The ideology of the Movimiento Nacional was resumed by the slogan ¡Una, Grande y Libre!, which stood for the indivisibility of the Spanish state and the refusal of any regionalism or decentralization, its imperial character, both past (the defunct Spanish Empire in the Americas, and foreseen in Africa), and its independence towards the purported "Judeo-masonic-Marxist international conspiracy" (a personal obsession of Franco), materialized by the Soviet Union, the European democracies, the United States (until the Pact of Madrid of 1953) or the "exterior enemy" which could threatened the nation at any time, as well as towards the long list of "internal enemies", like "anti-Spanish", "reds", "separatists", "liberals", "Jews" and "Freemasons", among others, coining expressions like "judeomarxistas".

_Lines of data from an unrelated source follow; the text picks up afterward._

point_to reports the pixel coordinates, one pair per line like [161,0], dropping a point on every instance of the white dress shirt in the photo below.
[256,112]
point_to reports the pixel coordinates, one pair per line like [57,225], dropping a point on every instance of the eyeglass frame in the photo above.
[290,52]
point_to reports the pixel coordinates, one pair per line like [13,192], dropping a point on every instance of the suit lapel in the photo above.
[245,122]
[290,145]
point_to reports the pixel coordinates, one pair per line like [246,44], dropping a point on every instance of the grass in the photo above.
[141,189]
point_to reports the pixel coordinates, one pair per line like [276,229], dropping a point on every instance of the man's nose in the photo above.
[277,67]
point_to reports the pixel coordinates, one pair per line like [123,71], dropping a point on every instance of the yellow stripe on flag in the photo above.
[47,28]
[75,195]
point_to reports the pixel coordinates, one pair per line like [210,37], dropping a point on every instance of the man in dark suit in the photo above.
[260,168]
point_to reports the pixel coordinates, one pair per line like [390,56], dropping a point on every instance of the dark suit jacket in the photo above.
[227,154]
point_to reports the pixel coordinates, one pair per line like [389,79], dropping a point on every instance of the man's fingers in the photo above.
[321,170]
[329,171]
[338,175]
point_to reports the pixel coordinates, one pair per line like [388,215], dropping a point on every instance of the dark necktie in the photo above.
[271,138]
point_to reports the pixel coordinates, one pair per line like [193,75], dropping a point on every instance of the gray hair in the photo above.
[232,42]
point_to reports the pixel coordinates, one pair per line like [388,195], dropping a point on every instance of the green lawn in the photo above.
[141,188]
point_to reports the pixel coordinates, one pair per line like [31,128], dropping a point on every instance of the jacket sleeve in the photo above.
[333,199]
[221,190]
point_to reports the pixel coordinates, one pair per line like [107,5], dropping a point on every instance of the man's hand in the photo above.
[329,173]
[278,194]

Since one-party rule was enforced in Francoist Spain, the only way of pluralism consisted in the mixture of internal "families" (Familias del Regimen) competing together inside the National Movement. These roughly included four "families" with a genealogy tracing back to the rightwing political groups in the interwar period: the Falangists (or azules, originally from the Fascist Falange Española de las JONS), with a preeminence over the FET y de las JONS, the Spanish Syndical Organization (OSE), and the "social" government areas; the traditionalists (issued from Carlism), who held a tight control over the Ministry of Justice; the monarchists (issued from Renovación Española and Acción Española), well connected to the economic elites and the military command; and the Catholics, "Catholics" in the sense of closely linked to religious entities under the Church hierarchy such as the Acción Católica or the Asociación Católica Nacional de Propagandistas (ACNP). In addition, a new family emerged in the 1950s, the technocrats, conservatives linked to the Opus Dei who embraced a business-like approach to the administration of the State.
Franco held his power by balancing these internal rivalries, cautious not to show any favoritism to any of them nor compromise himself too much to anyone.
Fractions of those families eventually migrated to dissident stances. These included examples such as the intermittent dissent of a part of the Monarchists who vouched for an immediate coronation of Juan de Borbón as King, as well as sizeable part of the Catholic family joining by late francoism the opposition to the dictatorship subsumed within Christian democratic groups.